純白の衣装に身を包んだ少女の言葉で、俺は目覚める。
「イテテ...俺はいったい...。ここは...。」
身体が痛い。随分と長く眠っていたようだ。
意識はまだハッキリしない。
「ここは死の世界。勇者アレンよ、あなたは異世界エルテナで果敢に魔王と闘いましたが、力及ばず、死にました。」
......そうだ、思い出した。
俺はエルテナを救う勇者として旅に出た。
仲間と共に、様々な苦難を乗り越えて、ついに魔王に闘いを挑んだんだ。
そしてーー...。
「......って、え?死んだって?」
完全に意識を取り戻した頃。
ようやく俺は少女の口から出た「死」という言葉に、反応を示した。
「はい。死にました。胸元をご覧なさい」
俺は自分の胸元を見た。
なんと、ポッカリと穴が空いているではないか。
さっきから続く痛みはこれか!?
衝撃的な光景に、俺は呆然とするが、
少女はそんな俺など気にも留めず、言葉を続ける。
「勇者アレンよ、あなたは前世で献身なる善行を重ねました。よって、復活のチャンスを差し上げましょう。」
......復活のチャンスだって?
俺は生き返れるのか?
というか、目の前の人間の胸元に穴が空いているのに、平然でいられるこの女の神経はどうなっているのだ。
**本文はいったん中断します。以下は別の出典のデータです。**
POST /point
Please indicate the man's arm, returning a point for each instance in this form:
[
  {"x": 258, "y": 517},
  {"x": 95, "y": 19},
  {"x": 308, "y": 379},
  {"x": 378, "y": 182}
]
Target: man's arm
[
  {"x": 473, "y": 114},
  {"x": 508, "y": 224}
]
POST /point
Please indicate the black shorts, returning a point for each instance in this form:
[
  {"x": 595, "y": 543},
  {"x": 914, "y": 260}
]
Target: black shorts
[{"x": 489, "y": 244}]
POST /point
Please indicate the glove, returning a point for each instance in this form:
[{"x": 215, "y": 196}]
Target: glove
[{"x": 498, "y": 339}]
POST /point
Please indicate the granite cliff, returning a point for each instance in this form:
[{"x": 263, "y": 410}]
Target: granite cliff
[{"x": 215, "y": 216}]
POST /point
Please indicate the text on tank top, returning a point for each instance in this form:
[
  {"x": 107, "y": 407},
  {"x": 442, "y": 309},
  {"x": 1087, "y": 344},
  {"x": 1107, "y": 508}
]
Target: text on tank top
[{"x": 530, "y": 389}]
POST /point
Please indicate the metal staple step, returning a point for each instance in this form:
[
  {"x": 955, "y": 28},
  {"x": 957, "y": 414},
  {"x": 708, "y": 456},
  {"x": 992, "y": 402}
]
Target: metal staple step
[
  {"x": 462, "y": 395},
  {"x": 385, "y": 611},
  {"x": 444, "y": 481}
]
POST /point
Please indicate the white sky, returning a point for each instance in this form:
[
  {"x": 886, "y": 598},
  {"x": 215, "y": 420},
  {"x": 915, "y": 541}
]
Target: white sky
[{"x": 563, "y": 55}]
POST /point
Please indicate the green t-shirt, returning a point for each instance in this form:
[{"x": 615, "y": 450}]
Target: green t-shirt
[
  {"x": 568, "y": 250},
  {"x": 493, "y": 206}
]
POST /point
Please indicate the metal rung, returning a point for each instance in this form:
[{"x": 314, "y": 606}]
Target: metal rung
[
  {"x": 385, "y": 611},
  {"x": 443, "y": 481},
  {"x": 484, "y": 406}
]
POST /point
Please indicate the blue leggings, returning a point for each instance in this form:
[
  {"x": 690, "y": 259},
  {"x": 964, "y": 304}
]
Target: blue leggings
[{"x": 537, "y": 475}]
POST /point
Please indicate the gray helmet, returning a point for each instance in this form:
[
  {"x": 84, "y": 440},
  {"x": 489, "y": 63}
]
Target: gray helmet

あまりの衝撃の連続に頭がショートしそうだが、何とか平静を保ち、理解に努める。
「ある戦争に勝ち抜けば、あなたを死の直前で復活させてあげましょう。」
なるほど、どうやら俺はこれからこの女が提示してくる戦争に勝てば、再び俺の世界で魔王に闘いを挑めるようだ。
俺は世界を救うために旅に出た。
魔王を討たずに倒れては、世界は救えない。
それではこれまでの苦労は水の泡だ。
俺には何としてでも復活する必要がある。
であれば、覚悟は自ずと決まる。
「......その戦争とは?」
俺は少女に問いかけた。
少女は決意に燃える俺の瞳を見るや、優しく微笑み、ゆっくりと俺の前へと歩み寄った。
少女は告げる。その戦争の名を。